I don't see how that's possible. I don't see how you could have zero
overhead and still be able to deallocate the memory properly.

 

[peter koch]

I don't see how that's possible. I don't see how you could have zero
overhead and still be able to deallocate the memory properly.

The principle is to have a segment of equal-sized memory blocks. If
the pointer you release points to that segment, you know the size of
the allocation.

/Peter

 

[James Kanze]

I don't see how that's possible. I don't see how you could
have zero overhead and still be able to deallocate the memory
properly.

It's not too difficult, but it generally means that once memory
has been allocated with one size, it can't be coalised with
neighbors to serve a larger size, nor divided for a smaller
size. Most fixed length allocators have practically no
overhead, so you just use a fixed length allocator for each of
the smaller sizes you see. (There's still some overhead, of
course, in order to maintain alignment.) The only remaining
problem is in delete, to determine whether the memory is in from
one of the fixed length allocators or not; this can typically be
done based on its address, but with some additional runtime
overhead.

 

[Ian Collins]

I don't see how that's possible. I don't see how you could have zero
overhead and still be able to deallocate the memory properly.

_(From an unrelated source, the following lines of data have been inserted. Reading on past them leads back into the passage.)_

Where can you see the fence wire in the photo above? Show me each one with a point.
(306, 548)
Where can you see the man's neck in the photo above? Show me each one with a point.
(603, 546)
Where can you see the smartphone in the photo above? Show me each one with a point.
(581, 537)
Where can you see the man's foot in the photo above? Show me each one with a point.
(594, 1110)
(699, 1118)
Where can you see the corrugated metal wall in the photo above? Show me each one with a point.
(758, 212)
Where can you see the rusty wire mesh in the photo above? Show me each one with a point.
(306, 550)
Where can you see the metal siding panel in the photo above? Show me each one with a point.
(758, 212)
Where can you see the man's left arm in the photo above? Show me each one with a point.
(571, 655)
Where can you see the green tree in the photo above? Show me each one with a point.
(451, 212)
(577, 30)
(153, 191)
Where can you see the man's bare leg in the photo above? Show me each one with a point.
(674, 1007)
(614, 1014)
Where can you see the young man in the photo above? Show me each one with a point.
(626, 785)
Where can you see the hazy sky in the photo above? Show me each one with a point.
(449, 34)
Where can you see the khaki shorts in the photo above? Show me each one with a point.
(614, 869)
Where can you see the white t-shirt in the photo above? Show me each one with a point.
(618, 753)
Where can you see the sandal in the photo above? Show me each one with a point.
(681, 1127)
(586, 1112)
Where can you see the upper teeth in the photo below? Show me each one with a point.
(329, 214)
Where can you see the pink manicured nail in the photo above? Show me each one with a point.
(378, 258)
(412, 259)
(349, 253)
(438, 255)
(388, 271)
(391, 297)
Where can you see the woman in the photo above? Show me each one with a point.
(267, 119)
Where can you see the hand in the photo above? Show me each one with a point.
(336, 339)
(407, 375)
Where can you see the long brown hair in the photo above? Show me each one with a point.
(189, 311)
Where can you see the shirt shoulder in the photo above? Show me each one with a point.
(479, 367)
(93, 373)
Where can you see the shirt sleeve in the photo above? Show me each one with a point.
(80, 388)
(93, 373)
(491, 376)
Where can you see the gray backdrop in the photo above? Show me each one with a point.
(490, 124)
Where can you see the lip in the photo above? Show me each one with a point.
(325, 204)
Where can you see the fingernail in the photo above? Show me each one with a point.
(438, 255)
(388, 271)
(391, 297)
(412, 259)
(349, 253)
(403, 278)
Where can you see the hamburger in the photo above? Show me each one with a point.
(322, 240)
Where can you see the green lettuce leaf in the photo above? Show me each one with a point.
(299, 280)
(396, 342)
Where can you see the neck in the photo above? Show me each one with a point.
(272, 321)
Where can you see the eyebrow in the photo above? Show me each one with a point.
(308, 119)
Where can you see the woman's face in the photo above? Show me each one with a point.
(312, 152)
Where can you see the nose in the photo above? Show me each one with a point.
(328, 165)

One of my better allocators was written on a 386 where I used a local
descriptor table entry per allocation (which imposed a limit of 4096
blocks).

 

[Jorgen Grahn]

I would guess sizeof A to be 12, not 10. It is trivial to get the size
of an A, but that does not give the size of the memory allocated. At
least sizeof A bytes will be allocated, but it could easily be more -
12, 16, 24 and 32 would be probable numbers.

It is also possible that "mithun" wanted something even more general:

memoryuseof(*a);
memoryuseof(std::string("foo"));
memoryuseof(std::vector(42, *a));

finding out how much "heap space" an object uses, including memory
pointed to.

(Such a thing doesn't exist, I think. Certainly not in the language.)

/Jorgen

 

[mithun]

Thanks for the Reply...yeah this was my Question...

 

[Radu]

Thanks for the Reply...yeah this was my Question...

I found a function in MSDN called _msize that is suposed to return the
size of a block allocated in the heap: http://msdn.microsoft.com/en-us/library/z2s077bc(VS.80).aspx
(example here: http://msdn.microsoft.com/en-us/library/xbebcx7d(VS.80).aspx
)
It only works for pointers but as far as I have seen it reports
correctly the size of block.

Hope it helps.

 

[Daniel Pitts]

I don't see how that's possible. I don't see how you could have zero
overhead and still be able to deallocate the memory properly.

The principle is to have a segment of equal-sized memory blocks. If
the pointer you release points to that segment, you know the size of
the allocation.

It's not too difficult, but it generally means that once memory
has been allocated with one size, it can't be coalised with
neighbors to serve a larger size, nor divided for a smaller
size. Most fixed length allocators have practically no
overhead, so you just use a fixed length allocator for each of
the smaller sizes you see. (There's still some overhead, of
course, in order to maintain alignment.) The only remaining
problem is in delete, to determine whether the memory is in from
one of the fixed length allocators or not; this can typically be
done based on its address, but with some additional runtime
overhead.

One of my better allocators was written on a 386 where I used a local
descriptor table entry per allocation (which imposed a limit of 4096
blocks).

Thanks for the replies Peter, James, and Ian,

It seems like all those methods have overhead or waste in one form or
another. The overhead was just moved from place to place. Although
they may improve performance or reduce overall space+time overhead, they
are still not zero

 

[Ian Collins]

Thanks for the replies Peter, James, and Ian,

It seems like all those methods have overhead or waste in one form or
another. The overhead was just moved from place to place. Although
they may improve performance or reduce overall space+time overhead, they
are still not zero

Well I wouldn't call using otherwise unused registers overhead! But
yes, in general there's no such thing as a free lunch.